Speaking in London, the former Prime Minister spelled out the reasons he fears that the voters will come to regret what he describes as “Brexit at any cost”.
IMMIGRATION WILL HARDLY BE CUT
He acknowledged that hostility to levels of immigration was a key factor in last year’s referendum result. Yet he argued that more than half of migrants come from outside the EU – and that leaving the bloc would make no difference to this flow of new arrivals. He claimed that once European Union students and people with firm job offers were taken out of the equation, that would mean a potential post-Brexit cut in immigration of no more than 12 per cent.
Is he right? It’s true that Brexit cannot achieve the huge falls in immigration promised by David Cameron and Theresa May. But it was not clear how he arrived at his 12 per cent figure.
PRICES ARE GOING UP
He said the pound had fallen against the euro by 12 per cent and against the dollar by 20 per cent, which Mr Blair said amounted to the financial markets’ assessment that the country would be poorer as a result of Brexit. “The price of imported goods in the supermarkets is up and thus the cost of living.”
Is he right? So far yes, but he ignores the other side of the argument – that the weaker pound makes exports more competitive.
LEAVING THE SINGLE MARKET
He said the market had “been of enormous benefit to the UK, bringing billions of pounds of wealth, hundreds of thousands of jobs and major investment opportunities”.
Is he right? This is certainly the view of the majority of business and political leaders, but Eurosceptics counter that it has strangled business in bureauracy and needless regulation.
LEAVING THE CUSTOMS UNION
EU-related trade – either via the single market or the customs union – amounts to two-thirds of Britain’s exports, he argued. “This impacts everything from airline travel to financial services to manufacturing, sector by sector.”
Is he right? Yes, but Brexit supporters insist that leaving it will put Britain on the path to becoming a leader of global free trade.
LOSING POLITICAL INFLUENCE
Mr Blair cited the example of the UK being left negotiating its own deals on issues like the environment “where we presently benefit from Europe’s collective strength”.
Is he right? Britain will lose the advantage of the collective strength of the EUafter Brexit.
MINISTERS WON’T BE ABLE TO TACKLE DOMESTIC PROBLEMS
Theresa May’s entire focus is on Brexit, he claimed. That meant the Government was not fully facing up to problems like the “severe crisis” in the NHS, improving the education system, helping deprived communities, combating serious crimeand responding to rapid technological change.
Is he right? It’s far too early to tell. It’s certainly true that Brexit is currently preoccupying much of Whitehall.
THE UK COULD BREAK UP
Mr Blair said Scottish independence – narrowly avoided in the 2014 referendum – was “back on the table but this time with a context much more credible for the independence case”.

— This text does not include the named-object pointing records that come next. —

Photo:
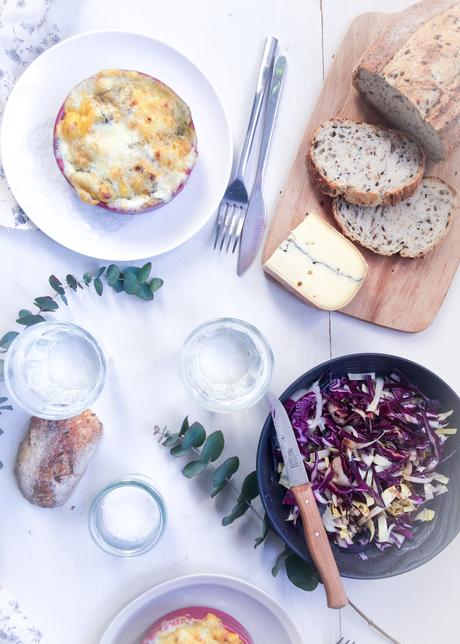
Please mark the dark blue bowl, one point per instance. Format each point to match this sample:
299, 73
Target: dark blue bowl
431, 537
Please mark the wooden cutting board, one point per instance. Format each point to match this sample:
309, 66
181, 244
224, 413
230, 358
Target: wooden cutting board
399, 293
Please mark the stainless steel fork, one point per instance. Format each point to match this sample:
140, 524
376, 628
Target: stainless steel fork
236, 198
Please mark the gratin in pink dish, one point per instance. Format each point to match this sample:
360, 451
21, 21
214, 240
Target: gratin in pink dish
186, 616
125, 141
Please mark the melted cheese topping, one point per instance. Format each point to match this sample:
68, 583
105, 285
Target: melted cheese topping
125, 140
208, 630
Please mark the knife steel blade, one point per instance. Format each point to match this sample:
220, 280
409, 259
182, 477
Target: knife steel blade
255, 218
293, 459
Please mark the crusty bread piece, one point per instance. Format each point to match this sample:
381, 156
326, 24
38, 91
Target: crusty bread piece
53, 456
367, 164
411, 228
410, 74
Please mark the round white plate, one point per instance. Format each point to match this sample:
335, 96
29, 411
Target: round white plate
262, 617
44, 194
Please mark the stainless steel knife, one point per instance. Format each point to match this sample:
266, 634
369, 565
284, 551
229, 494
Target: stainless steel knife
314, 531
255, 219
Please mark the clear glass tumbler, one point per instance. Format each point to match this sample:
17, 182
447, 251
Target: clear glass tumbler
55, 370
227, 365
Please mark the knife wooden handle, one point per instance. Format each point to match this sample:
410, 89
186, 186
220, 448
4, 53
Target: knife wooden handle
319, 546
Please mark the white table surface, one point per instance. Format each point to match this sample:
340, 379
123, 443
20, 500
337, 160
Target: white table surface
47, 560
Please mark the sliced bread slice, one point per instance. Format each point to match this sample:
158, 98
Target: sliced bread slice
411, 228
367, 164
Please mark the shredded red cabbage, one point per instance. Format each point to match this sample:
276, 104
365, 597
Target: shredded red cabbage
371, 447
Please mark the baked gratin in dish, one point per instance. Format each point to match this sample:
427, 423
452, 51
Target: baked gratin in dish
125, 141
196, 626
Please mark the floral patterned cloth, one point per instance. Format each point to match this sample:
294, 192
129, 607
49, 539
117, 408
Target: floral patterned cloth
25, 32
14, 625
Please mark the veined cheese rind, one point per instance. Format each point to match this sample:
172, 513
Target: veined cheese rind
125, 141
319, 264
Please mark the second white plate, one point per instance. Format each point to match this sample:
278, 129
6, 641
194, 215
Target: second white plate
43, 193
262, 617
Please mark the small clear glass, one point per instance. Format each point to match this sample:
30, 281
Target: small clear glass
128, 516
227, 365
55, 370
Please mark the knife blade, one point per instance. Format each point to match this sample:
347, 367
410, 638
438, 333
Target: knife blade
315, 534
254, 221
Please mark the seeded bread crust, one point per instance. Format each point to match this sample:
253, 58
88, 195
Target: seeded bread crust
395, 233
410, 75
351, 193
53, 456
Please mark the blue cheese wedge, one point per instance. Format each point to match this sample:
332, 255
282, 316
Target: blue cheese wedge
318, 264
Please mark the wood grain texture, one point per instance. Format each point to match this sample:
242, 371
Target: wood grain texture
399, 293
319, 546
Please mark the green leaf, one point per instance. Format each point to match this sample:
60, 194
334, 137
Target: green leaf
144, 272
144, 293
249, 489
300, 573
98, 287
8, 339
213, 447
236, 513
265, 530
46, 303
56, 284
130, 283
224, 473
71, 282
184, 427
280, 560
155, 284
194, 468
112, 275
29, 320
193, 437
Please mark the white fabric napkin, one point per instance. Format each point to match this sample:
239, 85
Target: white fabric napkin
15, 627
25, 32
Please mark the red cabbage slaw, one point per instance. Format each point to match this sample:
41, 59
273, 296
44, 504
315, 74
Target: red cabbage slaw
371, 446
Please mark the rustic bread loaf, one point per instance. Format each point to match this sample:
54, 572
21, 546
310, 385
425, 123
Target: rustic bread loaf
411, 74
411, 228
53, 456
366, 164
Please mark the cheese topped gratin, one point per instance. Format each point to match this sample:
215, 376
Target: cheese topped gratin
125, 140
208, 630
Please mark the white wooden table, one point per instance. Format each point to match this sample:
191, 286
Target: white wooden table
48, 561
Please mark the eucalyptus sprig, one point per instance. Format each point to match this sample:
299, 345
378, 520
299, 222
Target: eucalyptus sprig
132, 280
193, 439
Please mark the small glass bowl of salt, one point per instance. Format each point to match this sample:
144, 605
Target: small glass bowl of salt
128, 516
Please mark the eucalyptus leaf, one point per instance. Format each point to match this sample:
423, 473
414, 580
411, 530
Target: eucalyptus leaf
144, 293
29, 320
8, 339
223, 473
98, 287
112, 275
300, 573
130, 283
155, 284
194, 468
55, 284
144, 272
71, 282
265, 530
46, 303
236, 513
213, 447
280, 560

Is he right? So far there is no sign of an upsurge in support for Scottish independence. That could change once the UK leaves the EU.
NORTHERN IRELAND PEACE UNDERMINED
The former Prime Minister, who negotiated the 1998 Good Friday Agreement, said: “We are already seeing the destabilising impact of negotiation over border arrangements on the Northern Ireland peace process”.
Is he right? The uncertainty over the border certainly can’t help – not least because the DUP and Sinn Fein were on opposite sides of the Brexit debate.